100年経営研究機構について

社団VISION

"日本的経営を世界標準に"

100年以上続く企業は2万6千社を超え、世界の100年企業の実に4割が日本に集中しています。

一方で、中小企業庁の発表によると、2015年に倒産した企業は8,812社にも上ります。
このシビアな数字を前に、企業は何をどうすればいいのでしょうか。

その問いに対する答えは一つに絞れるものではなく、存続する長寿企業にとっては、さらに100年という未来につながるための継続的な課題でもあります。

しかし、昨今の短期的な利益追求を目的とする金融資本主義から脱却し新たな経営スタンダードを導くためのヒントが、その答えを模索するという過程において、分に詰まっているように感じるのです。

企業経営の究極の目的は、繁栄し存続し続けることです。これは日本のみならず、世界中の企業に共通する目的ではないでしょうか。

地域に根ざした長寿企業、日本を代表する経営実務者からなる有識者会議を組織し、議論を深める中で永続経営を志す経営者や経営実務者にとって価値のあるノウハウを発信する――。

温故知新の精神を大切にしながら、日本の長寿企業、そして日本的経営の研究・考察を深めていくことが、ひいては日本的経営を世界に発信することにつながると確信しています。

設立背景

今、長寿企業大国・日本の長寿企業が世界中から注目を集めています。

世界で活躍する人材を多数輩出してきたハーバードビジネススクールのニティン・ノーリア学長は、世界金融危機に直面したことで、「Know(知識)偏重ではなく、Do(実践)とBe(徳)を伴った人材を育てる」ことを課題とし、教育改革を行いました。

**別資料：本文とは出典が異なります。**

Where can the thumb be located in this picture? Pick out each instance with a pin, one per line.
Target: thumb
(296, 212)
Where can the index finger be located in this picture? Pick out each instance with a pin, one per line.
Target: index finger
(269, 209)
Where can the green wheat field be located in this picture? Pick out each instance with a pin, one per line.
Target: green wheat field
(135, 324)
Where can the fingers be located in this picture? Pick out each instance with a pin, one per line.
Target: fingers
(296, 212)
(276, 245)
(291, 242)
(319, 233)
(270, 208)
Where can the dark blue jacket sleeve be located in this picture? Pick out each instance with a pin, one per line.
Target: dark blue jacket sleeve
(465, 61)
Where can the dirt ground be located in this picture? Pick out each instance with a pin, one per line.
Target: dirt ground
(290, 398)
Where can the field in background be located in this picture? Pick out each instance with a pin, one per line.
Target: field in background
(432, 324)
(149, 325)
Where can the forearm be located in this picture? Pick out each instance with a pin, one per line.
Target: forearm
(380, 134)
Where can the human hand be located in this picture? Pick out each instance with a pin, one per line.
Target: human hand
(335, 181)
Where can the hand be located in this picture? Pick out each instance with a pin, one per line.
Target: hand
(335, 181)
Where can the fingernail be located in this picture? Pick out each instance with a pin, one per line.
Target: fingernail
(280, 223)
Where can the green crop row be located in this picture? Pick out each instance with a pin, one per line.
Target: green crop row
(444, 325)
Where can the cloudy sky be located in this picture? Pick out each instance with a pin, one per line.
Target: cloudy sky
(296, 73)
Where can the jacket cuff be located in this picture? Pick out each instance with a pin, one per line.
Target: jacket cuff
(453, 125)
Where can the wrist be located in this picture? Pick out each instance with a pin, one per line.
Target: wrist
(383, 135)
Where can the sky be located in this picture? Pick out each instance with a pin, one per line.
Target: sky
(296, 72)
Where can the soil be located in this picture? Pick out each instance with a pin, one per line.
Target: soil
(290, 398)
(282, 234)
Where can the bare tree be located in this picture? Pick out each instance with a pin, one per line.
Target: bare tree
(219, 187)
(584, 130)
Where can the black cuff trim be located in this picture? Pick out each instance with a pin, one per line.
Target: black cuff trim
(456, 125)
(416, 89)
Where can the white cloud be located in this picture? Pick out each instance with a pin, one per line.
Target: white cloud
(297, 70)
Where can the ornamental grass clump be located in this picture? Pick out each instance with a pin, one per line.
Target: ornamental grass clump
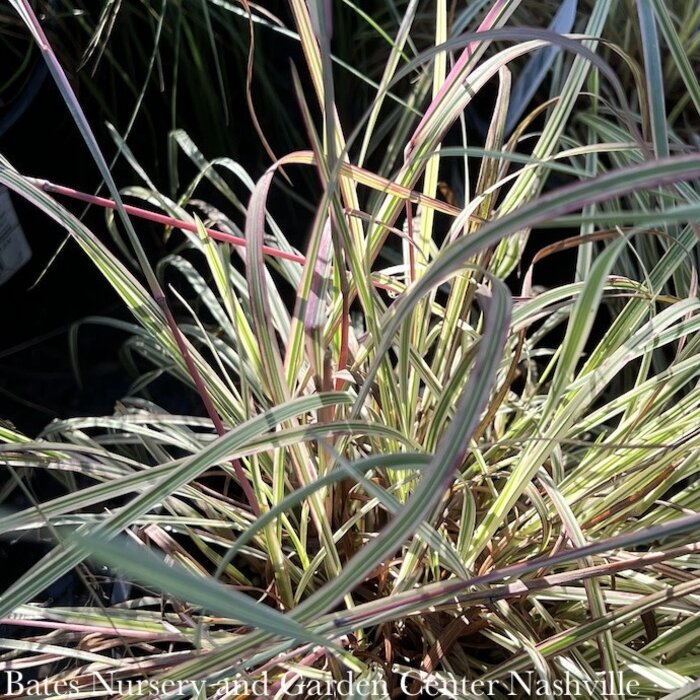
(398, 480)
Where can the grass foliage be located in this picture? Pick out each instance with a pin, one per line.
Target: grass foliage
(401, 469)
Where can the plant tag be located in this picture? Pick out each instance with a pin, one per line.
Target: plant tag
(14, 249)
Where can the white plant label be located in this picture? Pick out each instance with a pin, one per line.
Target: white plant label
(14, 249)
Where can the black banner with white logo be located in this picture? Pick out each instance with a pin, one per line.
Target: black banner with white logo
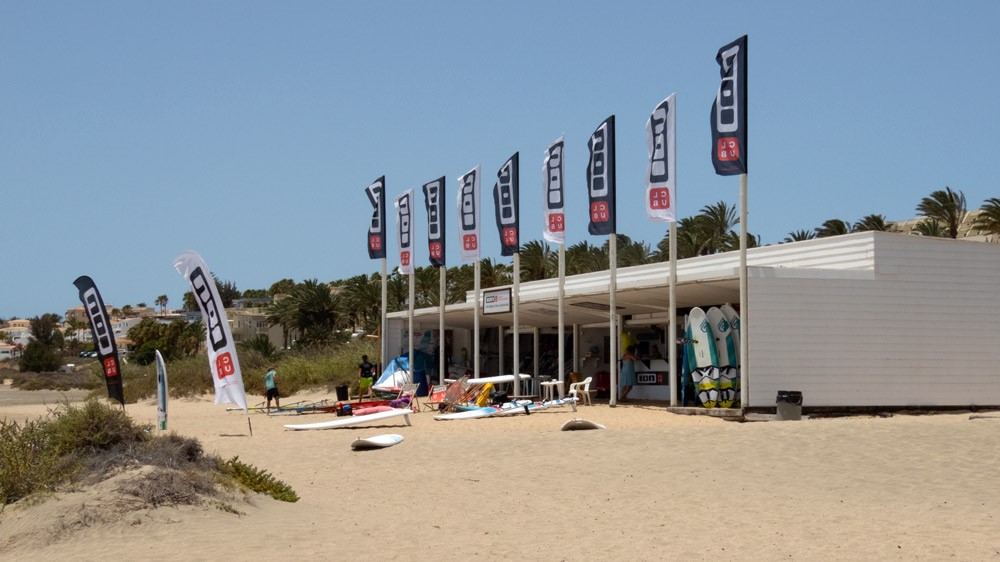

各企業の事例を題材にしたケースメソッドを徹底する一方で、現場に足を運び、体験するフィールドメソッドを重視しています。日本でのフィールドメソッドに積極的なのは、多様な価値観の吸収、そして世界に誇る長寿企業大国・日本の長寿企業に、時代を超えて企業を持続させるための経営論を見るからではないでしょうか。

当協会の後藤代表理事は、約17年間に渡って世界の老舗企業のデータベース化に取り組みながら、企業の持続的成長を実現する経営戦略や、日本におけるファミリービジネスの実態などを研究。学会等で発表しながら、世界各国の研究者たちとの協同研究を進めてまいりました。

日本の長寿企業の多くが実践している「徳の経営」や、歴史に裏付けされた独自のノウハウ。ビジネスを「家業を継ぐ」と捉え、継続することを尊ぶ思想。社員と家族のようにつながる人材育成論といった日本的経営が注目される今こそ、後藤代表理事が構築してきたデータベースを埋もれさすことなく、私たち日本人が日本を再考察することの道しるべとして活用したい。長寿企業の経営者、起業家、経営コンサルタントといった立場に関係なく、想いを一つにした私たちは、2015年に当協会を設立いたしました。